Maroc : Un passager clandestin nommé Bourita – Le MAE marocain a-t-il violé l’espace aérien algérien à bord d’un avion espagnol ? Le sujet est au centre de bien des interrogations, à Madrid notamment où le gouvernement est pressé de s’exprimer sur la question.
Abla chérif – Alger (Le Soir) – Car c’est bien de Madrid qu’est partie la toute première information révélant ce que nul ne savait alors. Carles Mulet Garcia, un parlementaire issu de la coalition centre-gauche espagnole, faisait, en effet, savoir à l’opinion ce jeudi avoir saisi par écrit le gouvernement afin de l’interroger sur l’utilisation d’un avion espagnol par Nasser Bourita, ministre marocain des Affaires étrangères, lors de son déplacement vers Kigali pour assister aux travaux de la deuxième réunion ministérielle Union africaine-Union européenne.

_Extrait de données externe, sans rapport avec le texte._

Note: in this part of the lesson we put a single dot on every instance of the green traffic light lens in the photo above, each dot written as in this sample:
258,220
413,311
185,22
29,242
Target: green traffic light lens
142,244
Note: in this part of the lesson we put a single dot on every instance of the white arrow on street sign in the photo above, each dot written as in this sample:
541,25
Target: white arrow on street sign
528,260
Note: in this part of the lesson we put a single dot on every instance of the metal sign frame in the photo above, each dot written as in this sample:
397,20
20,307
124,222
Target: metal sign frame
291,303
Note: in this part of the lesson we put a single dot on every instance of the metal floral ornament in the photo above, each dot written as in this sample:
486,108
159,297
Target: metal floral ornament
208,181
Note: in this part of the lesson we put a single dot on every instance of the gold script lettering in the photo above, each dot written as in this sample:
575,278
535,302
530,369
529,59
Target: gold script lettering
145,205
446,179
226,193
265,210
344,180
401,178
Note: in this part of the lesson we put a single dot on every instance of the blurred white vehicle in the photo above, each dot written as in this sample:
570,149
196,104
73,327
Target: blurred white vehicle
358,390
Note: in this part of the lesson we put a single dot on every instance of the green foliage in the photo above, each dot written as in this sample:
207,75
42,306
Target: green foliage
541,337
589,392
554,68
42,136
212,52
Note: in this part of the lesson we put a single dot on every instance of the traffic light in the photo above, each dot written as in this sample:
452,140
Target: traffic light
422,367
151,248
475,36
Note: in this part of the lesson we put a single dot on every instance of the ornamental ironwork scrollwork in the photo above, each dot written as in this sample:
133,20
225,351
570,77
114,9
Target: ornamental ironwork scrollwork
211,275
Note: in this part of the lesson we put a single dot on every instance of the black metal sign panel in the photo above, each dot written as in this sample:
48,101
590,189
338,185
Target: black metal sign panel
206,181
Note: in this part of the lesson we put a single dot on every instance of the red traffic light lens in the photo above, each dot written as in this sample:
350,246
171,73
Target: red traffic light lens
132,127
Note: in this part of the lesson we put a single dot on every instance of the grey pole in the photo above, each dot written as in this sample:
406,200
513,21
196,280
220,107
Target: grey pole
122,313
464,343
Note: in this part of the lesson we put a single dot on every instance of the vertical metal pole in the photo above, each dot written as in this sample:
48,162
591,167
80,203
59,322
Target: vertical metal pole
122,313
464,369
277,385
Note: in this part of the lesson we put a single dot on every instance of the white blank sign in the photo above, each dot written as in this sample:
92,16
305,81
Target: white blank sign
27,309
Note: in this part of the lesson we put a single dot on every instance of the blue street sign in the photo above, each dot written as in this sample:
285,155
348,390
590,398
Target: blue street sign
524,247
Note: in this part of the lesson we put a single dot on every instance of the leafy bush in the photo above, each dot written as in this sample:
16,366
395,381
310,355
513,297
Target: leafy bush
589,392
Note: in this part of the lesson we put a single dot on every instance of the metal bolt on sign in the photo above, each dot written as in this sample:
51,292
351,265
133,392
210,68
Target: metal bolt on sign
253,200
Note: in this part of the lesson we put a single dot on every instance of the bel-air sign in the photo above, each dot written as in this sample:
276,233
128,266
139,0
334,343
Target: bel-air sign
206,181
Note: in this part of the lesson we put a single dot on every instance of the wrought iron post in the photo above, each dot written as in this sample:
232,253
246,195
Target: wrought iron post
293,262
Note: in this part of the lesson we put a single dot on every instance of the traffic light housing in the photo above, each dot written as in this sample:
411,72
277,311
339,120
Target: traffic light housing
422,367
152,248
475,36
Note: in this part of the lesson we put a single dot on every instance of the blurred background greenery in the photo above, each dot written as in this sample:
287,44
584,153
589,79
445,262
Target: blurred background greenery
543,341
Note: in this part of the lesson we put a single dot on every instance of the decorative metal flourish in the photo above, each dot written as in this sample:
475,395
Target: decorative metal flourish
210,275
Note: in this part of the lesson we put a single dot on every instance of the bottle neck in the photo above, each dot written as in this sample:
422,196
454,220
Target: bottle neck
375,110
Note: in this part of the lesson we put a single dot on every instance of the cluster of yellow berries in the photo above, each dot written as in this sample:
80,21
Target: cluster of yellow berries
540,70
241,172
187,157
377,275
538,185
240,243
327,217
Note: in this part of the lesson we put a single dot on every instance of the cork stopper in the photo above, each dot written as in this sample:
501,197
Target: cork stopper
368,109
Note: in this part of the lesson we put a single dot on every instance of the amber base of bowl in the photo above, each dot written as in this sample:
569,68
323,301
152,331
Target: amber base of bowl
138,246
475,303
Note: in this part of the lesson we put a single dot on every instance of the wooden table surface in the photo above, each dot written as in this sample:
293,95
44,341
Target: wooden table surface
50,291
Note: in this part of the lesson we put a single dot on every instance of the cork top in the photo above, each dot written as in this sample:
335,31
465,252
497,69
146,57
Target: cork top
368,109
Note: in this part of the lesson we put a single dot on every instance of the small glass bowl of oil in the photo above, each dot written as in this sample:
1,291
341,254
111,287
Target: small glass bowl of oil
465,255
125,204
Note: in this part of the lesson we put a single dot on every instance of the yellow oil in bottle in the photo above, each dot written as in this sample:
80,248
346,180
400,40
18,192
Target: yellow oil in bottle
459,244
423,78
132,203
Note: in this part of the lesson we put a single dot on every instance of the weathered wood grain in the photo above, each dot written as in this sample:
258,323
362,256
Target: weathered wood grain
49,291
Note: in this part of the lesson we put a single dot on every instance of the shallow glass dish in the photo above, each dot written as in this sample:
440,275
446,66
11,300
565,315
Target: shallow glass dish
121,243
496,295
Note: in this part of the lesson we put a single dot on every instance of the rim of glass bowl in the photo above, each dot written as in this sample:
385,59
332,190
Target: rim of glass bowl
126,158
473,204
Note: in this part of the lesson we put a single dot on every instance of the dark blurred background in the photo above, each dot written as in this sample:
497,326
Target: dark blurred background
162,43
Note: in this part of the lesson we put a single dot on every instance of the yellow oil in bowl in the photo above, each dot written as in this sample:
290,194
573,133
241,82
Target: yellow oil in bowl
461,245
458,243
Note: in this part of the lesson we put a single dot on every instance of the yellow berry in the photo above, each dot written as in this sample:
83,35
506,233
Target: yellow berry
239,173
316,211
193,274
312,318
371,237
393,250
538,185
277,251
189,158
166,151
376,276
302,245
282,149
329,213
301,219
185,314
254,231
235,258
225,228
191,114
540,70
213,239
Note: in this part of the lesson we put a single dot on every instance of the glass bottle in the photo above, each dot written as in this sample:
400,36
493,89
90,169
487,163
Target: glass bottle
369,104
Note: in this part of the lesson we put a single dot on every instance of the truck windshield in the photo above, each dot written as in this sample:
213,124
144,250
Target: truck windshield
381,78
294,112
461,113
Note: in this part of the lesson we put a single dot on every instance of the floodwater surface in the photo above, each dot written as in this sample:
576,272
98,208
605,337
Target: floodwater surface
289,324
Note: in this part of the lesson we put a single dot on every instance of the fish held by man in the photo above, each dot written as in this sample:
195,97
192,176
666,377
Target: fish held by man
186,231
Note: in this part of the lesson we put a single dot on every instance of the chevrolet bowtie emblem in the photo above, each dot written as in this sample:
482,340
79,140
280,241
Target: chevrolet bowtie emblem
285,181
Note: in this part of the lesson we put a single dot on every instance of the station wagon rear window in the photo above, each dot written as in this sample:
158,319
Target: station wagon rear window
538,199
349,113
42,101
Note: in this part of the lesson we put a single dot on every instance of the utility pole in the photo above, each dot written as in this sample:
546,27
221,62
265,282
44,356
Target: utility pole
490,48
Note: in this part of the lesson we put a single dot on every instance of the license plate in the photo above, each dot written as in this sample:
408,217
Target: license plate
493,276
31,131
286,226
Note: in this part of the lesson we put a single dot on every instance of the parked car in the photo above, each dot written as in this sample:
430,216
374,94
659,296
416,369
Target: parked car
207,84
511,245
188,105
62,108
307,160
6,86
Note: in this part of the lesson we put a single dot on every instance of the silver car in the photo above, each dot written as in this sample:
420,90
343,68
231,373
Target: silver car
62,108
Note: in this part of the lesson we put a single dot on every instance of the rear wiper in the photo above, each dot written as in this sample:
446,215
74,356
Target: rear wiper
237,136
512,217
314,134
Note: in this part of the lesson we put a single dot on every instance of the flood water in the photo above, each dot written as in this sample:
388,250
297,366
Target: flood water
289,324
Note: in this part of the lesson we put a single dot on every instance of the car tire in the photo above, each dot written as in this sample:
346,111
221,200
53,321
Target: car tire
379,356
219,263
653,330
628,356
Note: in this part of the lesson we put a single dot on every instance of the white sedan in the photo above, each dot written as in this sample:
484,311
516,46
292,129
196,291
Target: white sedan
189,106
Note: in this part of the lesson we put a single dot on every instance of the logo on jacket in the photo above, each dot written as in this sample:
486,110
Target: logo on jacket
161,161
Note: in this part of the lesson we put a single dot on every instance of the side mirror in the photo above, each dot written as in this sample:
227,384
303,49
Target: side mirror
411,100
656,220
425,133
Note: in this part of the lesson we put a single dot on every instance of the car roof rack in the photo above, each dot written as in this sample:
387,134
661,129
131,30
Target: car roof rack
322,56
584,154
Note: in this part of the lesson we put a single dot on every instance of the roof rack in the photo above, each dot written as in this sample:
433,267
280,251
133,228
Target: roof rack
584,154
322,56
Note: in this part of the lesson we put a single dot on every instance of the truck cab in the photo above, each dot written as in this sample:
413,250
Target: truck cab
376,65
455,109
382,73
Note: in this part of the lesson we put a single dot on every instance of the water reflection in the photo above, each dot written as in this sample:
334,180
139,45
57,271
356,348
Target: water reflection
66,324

Dans un tweet posté sur son compte officiel, l’élu espagnol a publié cette lettre et l’accompagne de détails troublants. « Le ministre marocain des Affaires étrangères a violé l’espace aérien algérien le 25 octobre 2021 à bord d’un avion espagnol pour se rendre de Rabat à Kigali au sommet de l’Union africaine (avec l’Union européenne tenu au Rwanda) à bord d’un Dassault Falcon 2000 XL immatriculé en Espagne comme EC-MMR appartenant à la compagnie aérienne Gestair.»
Il révèle ainsi que Nasser Bourita s’est « camouflé » dans un appareil appartenant à la compagnie Gestair, implantée à Madrid, qui gère une flotte de jets privés. Son texte est accompagné d’une image du plan de vol de l’appareil. Carles Mulet Garcia invite le gouvernement espagnol à répondre à certaines questions : « Le gouvernement est-il informé de cet incident et des incidences qu’il peut avoir ? A-t-il l’intention d’enquêter sur cette affaire ? Considère-t-il que ce genre de choses soit bénéfique dans un contexte de négociations sur les accords gaziers avec l’Algérie?»
Le sénateur accuse ensuite Madrid de se garder de réagir car étant « otage de la monarchie marocaine corrompue » et qu’une crise profonde a induit une rupture des relations diplomatiques entre l’Algérie et le Maroc.
Tous les faits révélés ne sont pas passés inaperçus en Espagne où les politiques hostiles au soutien madrilène à Rabat ne ratent aucune occasion de fustiger leur gouvernement. Depuis août dernier, l’Espagne et le Maroc tentent de repartir sur de nouvelles bases après une longue période de tensions aggravées par la crise migratoire marocaine et l’accueil (par Madrid) de Brahim Ghali, président de la République arabe sahraouie démocratique (RASD). Selon la presse espagnole, les deux pays « avaient tout intérêt à repartir sur de nouvelles bases car ayant besoin l’un de l’autre».
L’affaire dénoncée par le sénateur espagnol soulève à présent plusieurs interrogations. Au-delà de la question de savoir si le gouvernement espagnol a l’intention d’enquêter sur les faits en eux-mêmes, il s’agit, en effet, de s’interroger sur le rôle joué par la compagnie d’avions privés Gestair.
Les spécialistes en la matière affirment que la traversée d’un espace aérien par ce genre d’appareils est soumise à un certain nombre d’obligations et que parmi ces dernières, il s’impose de dévoiler l’identité des voyageurs, ce qui n’a pas été fait dans le cas présent. La manière dont Carles Mulet Garcia retrace les faits met en évidence l’existence de complicités manifestes. Des sources bien au fait des développements du dossier Algérie-Maroc imputent ce comportement aux « désagréments causés par la fermeture de l’espace aérien algérien aux avions marocains », les « répercussions sont énormes car ils doivent emprunter des couloirs très longs et très coûteux pour se déplacer vers l’Afrique. Si l’information du sénateur espagnol se vérifie cela voudra dire, d’une part, que la compagnie privée a voulu éviter ces détournements en cachant l’identité de l’occupant, ce qui est très grave mais qui demeure très vraisemblable avec un Nasser Bourita.
Le MAE marocain est un provocateur mais il est aussi connu pour avoir une courte vue et auteur de bourdes en série. Il faudra sans doute s’attendre à d’autres fautes de ce genre, les décisions prises par l’Algérie à l’égard du Maroc sont lourdes de conséquences».